On the software side, Compaq will add Tivoli enterprise management software to its offerings, along with existing products from Computer Associates and Veritas, Elias said. IBM will license Compaq's VersaStor software, which frees servers from worrying about the particulars of the various storage systems they communicate with.

EMC, unsurprisingly, said it was unruffled by today's alliance, saying customers won't see much in the way of new features or products as a result of the partnership. Spokesman Mark Fredrickson also derided the efforts of server sellers such as IBM, Compaq, HP and Sun Microsystems to set storage standards, saying the companies have been too attached to keeping customers locked in to buying storage products from the server seller.

"The server vendors are the biggest impediment to truly open storage networks," Fredrickson said. Now, though, "they are losing market share in what they used to consider a captive base of customers."

EMC claims the mantle of "openness," using the rationale that its proprietary SANs can connect to IBM mainframes, Unix servers and Windows machines. "We came out in 1995 and said the storage industry should be open," Fredrickson said.

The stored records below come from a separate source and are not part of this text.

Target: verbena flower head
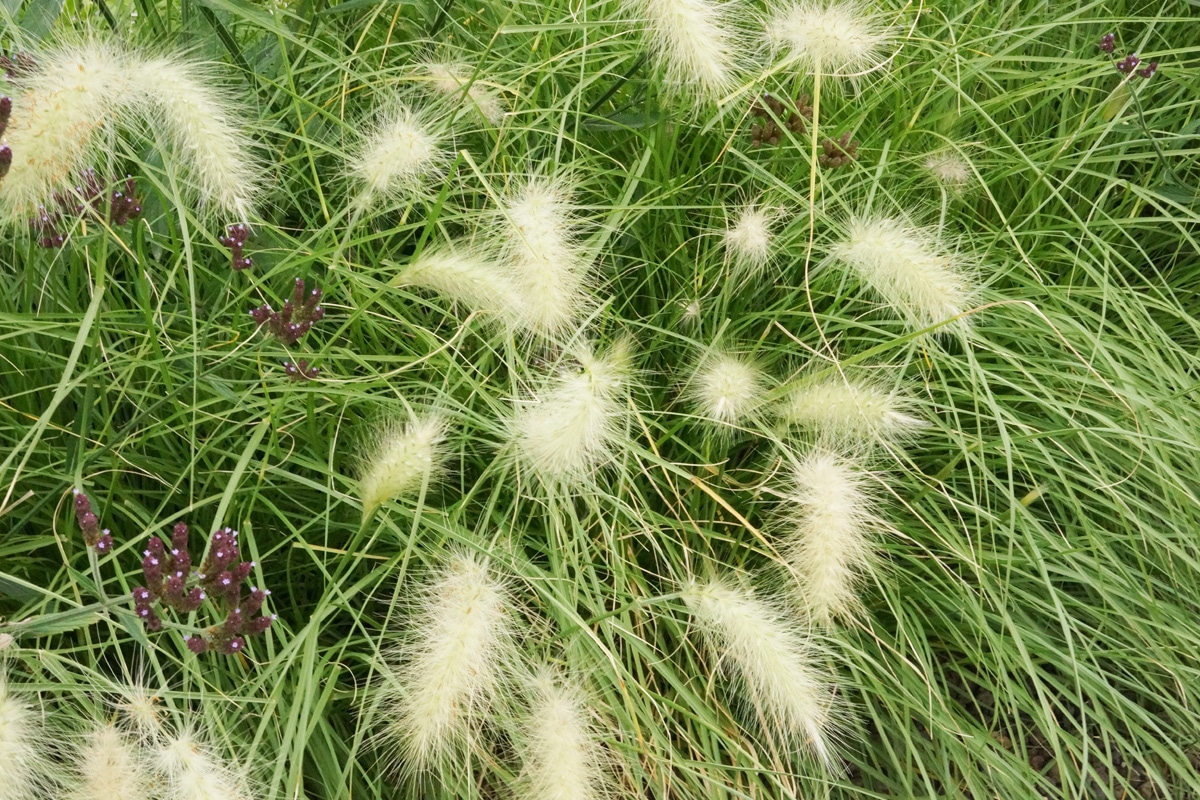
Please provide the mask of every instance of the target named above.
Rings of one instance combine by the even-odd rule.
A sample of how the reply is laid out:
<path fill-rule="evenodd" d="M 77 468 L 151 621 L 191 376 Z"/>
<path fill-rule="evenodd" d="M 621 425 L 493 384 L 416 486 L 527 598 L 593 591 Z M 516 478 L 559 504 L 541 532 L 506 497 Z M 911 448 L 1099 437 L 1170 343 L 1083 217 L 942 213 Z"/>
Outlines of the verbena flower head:
<path fill-rule="evenodd" d="M 34 709 L 0 675 L 0 800 L 47 796 L 49 742 Z"/>
<path fill-rule="evenodd" d="M 469 311 L 487 314 L 508 330 L 528 328 L 523 287 L 511 270 L 470 245 L 424 250 L 391 283 L 435 292 Z"/>
<path fill-rule="evenodd" d="M 487 559 L 457 553 L 424 587 L 410 636 L 393 655 L 384 736 L 402 770 L 448 765 L 479 730 L 519 655 L 512 602 Z"/>
<path fill-rule="evenodd" d="M 241 770 L 192 731 L 169 736 L 154 753 L 155 766 L 166 779 L 167 796 L 175 800 L 250 800 Z"/>
<path fill-rule="evenodd" d="M 580 345 L 575 358 L 577 368 L 546 381 L 508 423 L 509 453 L 548 487 L 584 485 L 628 435 L 629 344 L 620 342 L 601 356 Z"/>
<path fill-rule="evenodd" d="M 892 31 L 871 5 L 856 0 L 798 0 L 778 5 L 767 35 L 808 72 L 855 79 L 887 60 Z"/>
<path fill-rule="evenodd" d="M 755 203 L 734 215 L 724 239 L 725 253 L 735 272 L 755 275 L 771 260 L 775 241 L 771 226 L 778 216 L 778 210 Z"/>
<path fill-rule="evenodd" d="M 801 604 L 828 625 L 859 608 L 857 585 L 872 560 L 875 499 L 869 476 L 831 450 L 813 450 L 795 467 L 784 494 L 785 558 Z"/>
<path fill-rule="evenodd" d="M 960 315 L 978 292 L 971 268 L 934 230 L 899 217 L 855 217 L 829 257 L 850 267 L 911 328 L 969 324 Z"/>
<path fill-rule="evenodd" d="M 625 0 L 669 86 L 717 99 L 738 73 L 733 15 L 723 0 Z"/>
<path fill-rule="evenodd" d="M 721 426 L 743 425 L 762 403 L 766 376 L 753 361 L 734 353 L 704 355 L 685 396 L 696 416 Z"/>
<path fill-rule="evenodd" d="M 522 797 L 600 800 L 608 796 L 603 754 L 583 691 L 550 669 L 533 678 L 519 739 Z"/>
<path fill-rule="evenodd" d="M 97 725 L 76 754 L 68 800 L 147 800 L 152 775 L 139 748 L 113 725 Z"/>
<path fill-rule="evenodd" d="M 849 448 L 900 441 L 927 424 L 913 401 L 859 376 L 832 375 L 798 383 L 783 398 L 780 418 Z"/>
<path fill-rule="evenodd" d="M 740 679 L 771 733 L 832 764 L 833 692 L 798 621 L 726 580 L 693 581 L 682 595 L 713 660 Z"/>
<path fill-rule="evenodd" d="M 350 169 L 363 188 L 365 203 L 376 195 L 418 192 L 448 158 L 445 137 L 433 121 L 393 103 L 369 127 Z"/>
<path fill-rule="evenodd" d="M 470 65 L 430 61 L 421 65 L 421 69 L 428 76 L 429 88 L 434 92 L 450 100 L 461 99 L 465 94 L 466 101 L 489 123 L 499 125 L 504 121 L 504 101 L 474 75 Z"/>
<path fill-rule="evenodd" d="M 530 178 L 504 204 L 504 259 L 528 325 L 539 333 L 564 333 L 587 305 L 589 264 L 576 226 L 572 190 L 562 178 Z"/>
<path fill-rule="evenodd" d="M 975 180 L 971 164 L 953 148 L 930 153 L 923 166 L 935 181 L 952 192 L 961 192 Z"/>
<path fill-rule="evenodd" d="M 446 421 L 429 414 L 388 422 L 373 437 L 358 486 L 363 519 L 388 500 L 418 492 L 437 479 L 445 456 Z"/>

Compaq's Elias, though, criticized EMC's FibreAlliance effort to set SAN management standards as no more open. "What EMC did with FibreAlliance was get their best friends together, then say, 'We are open as long as everybody supports our way of doing things,'" Elias said. "We are doing the exact opposite."

With the explosion of non-PC devices connecting wirelessly to corporate data centers and the Internet, the demand for storage has never been greater. This, coupled with the dwindling profit margins for PC systems, has Compaq, IBM and other PC makers increasing their commitment to storage.

And storage sales are booming. The market for storage management software, for example, grew 47 percent in 1999 over the previous year, according to Dataquest. The market research firm predicted revenue of $14.7 billion in 2004, up from $4.2 billion last year.

EMC led the storage software management market last year with 18.2 percent share, compared with 17.3 percent for second-ranked IBM/Tivoli, according to Dataquest.

EMC's revenue grew by 84 percent, as the company took the No. 1 position from IBM/Tivoli, which in 1998 had 21 percent market share compared with EMC's 14.5 percent.